The process of stalking a person in real life generally requires that the perpetrator and victim be in close physical proximity. Cyber stalkers can be across the street, the country, or the globe from their victims. Cyber stalking can cause the same kind of trauma to its victims as "traditional" forms of stalking. Cloaked behind a username, stalkers can be difficult to identify. Some repeatedly change usernames and accounts to slow down or deter the identification process. The anonymity of the Internet makes it easier for perpetrators to carry out their attacks against their victims.
How Cyber Stalking Can Happen
Cyber stalkers meet their victims in a variety of ways. Frequently, the cyber stalker and the victim have had a prior relationship (either online or in real life) and the cyber stalking begins after the relationship has ended. In some cases, however, cyber stalking is committed by strangers who have obtained a victim's personal information on the Internet. Unwitting victims may post a treasure-trove of personal identifying data on social networking sites including their age, phone numbers, personal interests, and photographs. Cyber stalkers can use Internet search engines to find out additional information they can use to harass their victims.
Cyber stalkers are generally motivated by a desire to control their victims. Statistically, most cyber stalkers are men; however, there are reported cases of women cyber stalking men and same-sex cyber stalking. Victims can be any age. Working to Halt Online Abuse (WHOA) conducts annual surveys on cyber stalking; for more information, visit the WHOA website.
Sophisticated cyber stalkers have been known to use computer programs to send messages at random or regular intervals without the cyber stalker even being at their computer terminal. Some impersonate the victim and post personal information along with controversial or suggestive messages on bulletin boards or in chat rooms.
Information for Victims
If you are a victim of cyber stalking, it is important that you know the steps available to promote your safety, document the harassment, and initiate an end to the abuse. Victims who are teens or children should immediately tell their parents or another adult they trust about any harassment or threats. Adult victims should send a clear, written warning to the harasser to stop the contact or harassing behavior. It is important however to avoid getting into a "back-and-forth" exchange with the harasser. If at any time you feel your physical safety is in jeopardy you should contact your local police department for assistance.

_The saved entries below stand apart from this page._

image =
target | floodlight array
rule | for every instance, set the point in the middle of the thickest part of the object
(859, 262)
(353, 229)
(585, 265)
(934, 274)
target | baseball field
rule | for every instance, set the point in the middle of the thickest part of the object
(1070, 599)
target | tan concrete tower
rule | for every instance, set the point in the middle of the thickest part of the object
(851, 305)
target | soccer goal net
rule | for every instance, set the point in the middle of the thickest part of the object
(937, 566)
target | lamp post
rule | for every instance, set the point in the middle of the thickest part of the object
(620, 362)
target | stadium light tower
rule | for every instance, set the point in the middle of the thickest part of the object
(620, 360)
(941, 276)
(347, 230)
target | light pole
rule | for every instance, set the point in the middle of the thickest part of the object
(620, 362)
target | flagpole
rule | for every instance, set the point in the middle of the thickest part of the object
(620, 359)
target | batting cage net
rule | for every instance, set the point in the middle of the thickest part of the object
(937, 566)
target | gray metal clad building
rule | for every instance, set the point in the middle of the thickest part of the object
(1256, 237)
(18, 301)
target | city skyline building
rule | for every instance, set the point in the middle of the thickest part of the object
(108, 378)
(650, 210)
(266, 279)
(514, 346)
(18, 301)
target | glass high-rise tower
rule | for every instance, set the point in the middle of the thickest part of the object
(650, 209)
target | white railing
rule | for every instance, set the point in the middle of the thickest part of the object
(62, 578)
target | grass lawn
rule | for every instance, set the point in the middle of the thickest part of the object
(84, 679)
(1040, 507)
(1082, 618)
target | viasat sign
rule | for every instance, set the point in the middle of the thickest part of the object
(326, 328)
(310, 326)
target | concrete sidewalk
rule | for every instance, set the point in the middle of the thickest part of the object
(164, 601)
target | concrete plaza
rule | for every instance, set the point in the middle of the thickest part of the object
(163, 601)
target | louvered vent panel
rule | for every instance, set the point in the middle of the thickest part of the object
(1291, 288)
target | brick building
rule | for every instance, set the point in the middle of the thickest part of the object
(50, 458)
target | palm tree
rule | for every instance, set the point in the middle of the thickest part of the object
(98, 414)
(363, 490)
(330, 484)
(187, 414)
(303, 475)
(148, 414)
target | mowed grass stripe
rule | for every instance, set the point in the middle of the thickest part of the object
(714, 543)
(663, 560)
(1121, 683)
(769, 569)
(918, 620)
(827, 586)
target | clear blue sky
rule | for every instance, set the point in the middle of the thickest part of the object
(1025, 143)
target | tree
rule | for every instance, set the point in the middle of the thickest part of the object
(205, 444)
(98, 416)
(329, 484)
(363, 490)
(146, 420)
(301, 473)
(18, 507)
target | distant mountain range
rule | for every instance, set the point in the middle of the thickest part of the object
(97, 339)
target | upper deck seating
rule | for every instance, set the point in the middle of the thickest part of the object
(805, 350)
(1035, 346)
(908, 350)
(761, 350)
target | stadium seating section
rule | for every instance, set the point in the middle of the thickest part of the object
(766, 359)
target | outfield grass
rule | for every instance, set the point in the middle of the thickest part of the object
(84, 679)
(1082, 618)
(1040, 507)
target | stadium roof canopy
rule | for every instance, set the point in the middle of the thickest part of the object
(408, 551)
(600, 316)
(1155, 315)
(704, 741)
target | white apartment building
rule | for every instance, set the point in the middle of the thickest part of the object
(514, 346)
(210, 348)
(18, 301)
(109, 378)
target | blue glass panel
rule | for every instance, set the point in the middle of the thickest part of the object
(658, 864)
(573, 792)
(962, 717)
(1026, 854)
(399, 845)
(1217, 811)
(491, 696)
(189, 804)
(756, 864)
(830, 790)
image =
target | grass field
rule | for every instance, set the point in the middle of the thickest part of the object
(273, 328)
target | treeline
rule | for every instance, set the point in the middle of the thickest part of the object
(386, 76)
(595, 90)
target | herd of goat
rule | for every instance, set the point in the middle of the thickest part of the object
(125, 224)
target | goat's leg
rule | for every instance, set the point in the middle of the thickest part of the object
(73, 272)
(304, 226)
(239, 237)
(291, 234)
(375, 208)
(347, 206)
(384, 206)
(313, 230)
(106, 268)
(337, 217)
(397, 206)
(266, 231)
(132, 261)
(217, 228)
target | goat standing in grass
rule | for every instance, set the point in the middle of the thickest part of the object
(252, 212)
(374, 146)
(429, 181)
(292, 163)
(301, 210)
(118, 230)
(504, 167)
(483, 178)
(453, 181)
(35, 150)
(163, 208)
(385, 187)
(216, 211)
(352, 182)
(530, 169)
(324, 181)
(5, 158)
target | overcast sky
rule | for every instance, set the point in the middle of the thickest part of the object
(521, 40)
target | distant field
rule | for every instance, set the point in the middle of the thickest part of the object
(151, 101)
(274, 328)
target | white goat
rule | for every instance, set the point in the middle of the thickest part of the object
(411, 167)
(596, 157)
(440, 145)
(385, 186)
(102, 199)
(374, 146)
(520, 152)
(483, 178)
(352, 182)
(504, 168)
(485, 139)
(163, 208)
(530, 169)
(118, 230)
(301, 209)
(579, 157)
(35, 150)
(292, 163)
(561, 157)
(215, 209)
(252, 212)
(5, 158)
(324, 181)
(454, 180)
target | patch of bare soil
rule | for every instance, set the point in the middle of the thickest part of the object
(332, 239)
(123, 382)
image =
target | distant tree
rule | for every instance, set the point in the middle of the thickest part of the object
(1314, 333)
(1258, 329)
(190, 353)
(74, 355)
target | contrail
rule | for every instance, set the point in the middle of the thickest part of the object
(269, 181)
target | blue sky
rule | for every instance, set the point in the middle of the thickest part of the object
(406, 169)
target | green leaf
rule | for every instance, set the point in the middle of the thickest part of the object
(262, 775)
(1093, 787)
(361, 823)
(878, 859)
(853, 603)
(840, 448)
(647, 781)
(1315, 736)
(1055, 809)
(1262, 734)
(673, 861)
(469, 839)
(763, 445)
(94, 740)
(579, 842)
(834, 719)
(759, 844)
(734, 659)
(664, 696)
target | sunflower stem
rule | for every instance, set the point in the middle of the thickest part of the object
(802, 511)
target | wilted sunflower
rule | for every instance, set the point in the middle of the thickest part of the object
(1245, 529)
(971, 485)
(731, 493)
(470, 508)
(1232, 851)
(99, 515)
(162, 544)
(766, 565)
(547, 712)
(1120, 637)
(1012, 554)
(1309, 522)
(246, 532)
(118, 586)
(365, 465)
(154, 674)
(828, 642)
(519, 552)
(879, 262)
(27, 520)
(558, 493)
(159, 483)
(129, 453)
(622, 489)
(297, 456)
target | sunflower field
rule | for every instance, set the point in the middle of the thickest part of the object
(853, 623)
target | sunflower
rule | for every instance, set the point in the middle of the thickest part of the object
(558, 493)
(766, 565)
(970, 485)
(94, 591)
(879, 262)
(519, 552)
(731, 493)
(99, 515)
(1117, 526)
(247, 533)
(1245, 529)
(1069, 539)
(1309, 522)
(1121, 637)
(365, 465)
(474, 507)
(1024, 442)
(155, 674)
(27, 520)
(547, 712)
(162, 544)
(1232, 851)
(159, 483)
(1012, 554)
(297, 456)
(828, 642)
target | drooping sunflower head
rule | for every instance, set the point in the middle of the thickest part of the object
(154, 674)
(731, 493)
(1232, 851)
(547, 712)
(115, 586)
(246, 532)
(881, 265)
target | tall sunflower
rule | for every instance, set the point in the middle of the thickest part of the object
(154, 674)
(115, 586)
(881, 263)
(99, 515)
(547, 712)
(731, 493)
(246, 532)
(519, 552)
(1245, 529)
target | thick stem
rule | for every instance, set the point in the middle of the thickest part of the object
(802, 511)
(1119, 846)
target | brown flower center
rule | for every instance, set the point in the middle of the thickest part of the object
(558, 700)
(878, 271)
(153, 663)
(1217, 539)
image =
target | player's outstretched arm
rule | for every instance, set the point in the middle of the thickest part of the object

Documenting all communication with the offender and any organizations you contact for help in stopping the harassment may be of assistance should the harassment continue. Saved documentation can include all emails, postings, or other communications including log files from IM and chat clients in both electronic and hardcopy format that are not altered or edited in any way. You may want to explore whether you can block the offender through your email program or chat room. If the behavior continues, you may also file a complaint with your Internet service provider (ISP) and your harasser's Internet service provider (ISP). Most ISP's have a department that is available to speak with you.
If the harassment continues, or if at any time you fear for your personal safety, contact your local police department. If the local police are unable to assist you, the Massachusetts State Police, your local District Attorney's office, or the Attorney General's may be able to provide assistance.
Massachusetts Laws Governing Cyber Stalking
M.G.L. c. 265, s. 43: defines stalking as willfully and maliciously engaging in conduct that seriously alarms or annoys a specific person and would cause reasonable person to suffer substantial emotional distress and makes a threat with the intent to place person in fear of death or bodily injury. Such conduct, acts or threats include, but are not limited to, conduct, acts or threats conducted by mail or by use of a telephonic or telecommunication device including, but not limited to, electronic mail, Internet communications and facsimile communications. Stalking is a felony that is punishable by imprisonment in the state prison for up to five years or by a fine of not more than $1000, or imprisonment in the house of correction for not more than two and one-half years or both.